清楚な花器に活けられた花が、室内の印象をがらりと変えている。
お茶を出してくれた秘書の方に何気なく問うと、家の庭に咲いていたものを活けたのだと教えてくれた。
不思議なもので、それだけで相手先の社内の印象までよいものに思えてくる。

『墨田の花火』という名がついているらしい。
なるほどそう聞けば、鮮やかに夜空を彩る花火に見えなくもない。
仕入れた知識を誰かに伝えたくなるのは人の常で、学園島へ戻る途中に園芸店に寄ろうとしたが時間の都合で叶わず、代わりに気の利く石塚が鉢を取り寄せるよう手配してくれた。
理事長室に届けられた紫陽花は、やはり直植えのものに比べれば勢いに欠けるが、それでも十分に瑞々しさを部屋の中へと運んできてくれる。

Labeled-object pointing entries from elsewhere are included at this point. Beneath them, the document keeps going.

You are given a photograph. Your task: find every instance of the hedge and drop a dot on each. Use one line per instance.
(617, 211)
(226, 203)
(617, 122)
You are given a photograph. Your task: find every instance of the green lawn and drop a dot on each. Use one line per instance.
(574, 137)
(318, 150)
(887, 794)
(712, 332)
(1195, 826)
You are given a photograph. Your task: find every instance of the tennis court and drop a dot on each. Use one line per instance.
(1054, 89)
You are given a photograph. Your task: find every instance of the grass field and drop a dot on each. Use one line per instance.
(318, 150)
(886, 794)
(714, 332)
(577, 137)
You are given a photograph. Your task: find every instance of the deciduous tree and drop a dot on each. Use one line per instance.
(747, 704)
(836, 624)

満ち足りた気分でふと花の下を覗くと、簡易なプレートが土に刺さっているのが見えた。
花の名称、取り扱い方…諸々が記載されている中に混じって花言葉が並んでいる。


『辛抱強い愛情、クールな美しさ、移り気、あなたは美しいが冷淡だ』


「………」


眼を通した瞬間、反射的にあの人の姿が頭に浮かんだ。
貴方は美しいが冷淡だ――ここまで的確に言い表されると、偶然とは思えない。
あの人のためにあるような花言葉じゃないか?

そこまで考えて、そんな自身に呆れて失笑がもれた。
我ながら愚かしいほど、耽溺している。自分の生徒で、年下の情人に。
している…と、冷静な判断はまだ出来ているつもりだけれど、英明に言わせればそれも危うい、らしい。


「あ、返事きた…」


鉢植えを寮に運ぶわけにもいかないので、写真を撮って携帯に送った。
返信など端から期待していなかった分、妙にテンションが上がる。


「えぇと…『意味が分からない』…?」


リターンは簡潔にたったひと言。それだけだった。
写真に添えて送ったのが『中嶋さんっぽい花を衝動買いしました』だったので、それも致し方ないかもしれない。


「ふふ…」


そんなささやかな遣り取りでさえ嬉しいのも、骨抜きになっている証拠だろう。
生憎と、向こうから甘い言葉など聞いた覚えはないし、あえて無粋なことを訊こうとも思わない。
何を以て付き合っていると定義されるのか、それすら不明だが、とりあえず和希の側からすれば、ほとんど片想いに等しい。
仮に英明からの想いがあったにしても、50:50はありえないから、それはやっぱり片恋に違いない。
好きになった分だけ、思いが強い分だけ、弱くなる。
些細な言葉に揺れる。

切なくなる。


『実は花言葉が』と返信しようとして、思い留まった。
短い言葉で、和希の思いが伝わるとは思えない。あらぬ誤解を生むだけだ。
そしてそれは、英明の趣味趣向に最高の好餌となるのが眼に見えている。
それより直接会って、顔を見ながら色んなことをひっくるめて話す方がずっといい。


さっさと仕事を片付けて、今日は早めに寮へ戻ろう。
美しくて冷淡な人に、無性に会いたくなってきた。





サーバー棟の外はすでに薄暗く、いつの間にか細い雨が降り出していた。
傘を差して寮に向かい歩き出したが、英明はまだ学園の中だろうか。
仕事中なら寄って行ってもいいかと思い直した。
仕事の鬼は、放っておけばいつまでも机に向かって食事もロクに摂らない。
ほぼ丹羽の尻拭いとはいえ、看過できないものがある。

一旦連絡を入れて、所在を確認するほうが無駄足にならないだろうと思いかけたが、ちょうど学園を出て寮に向かう辺りで思いがけず――こちらに向かって歩いてくる人影を見つけた。
寮とは反対方向。傘を差していてもすぐにわかった。あの人の姿を見間違えたりしない自信はある。
少し遅れて向こうも和希に気づいたようで、傘の影から小さく手を振ると、足を止めて和希が来るのを待っている。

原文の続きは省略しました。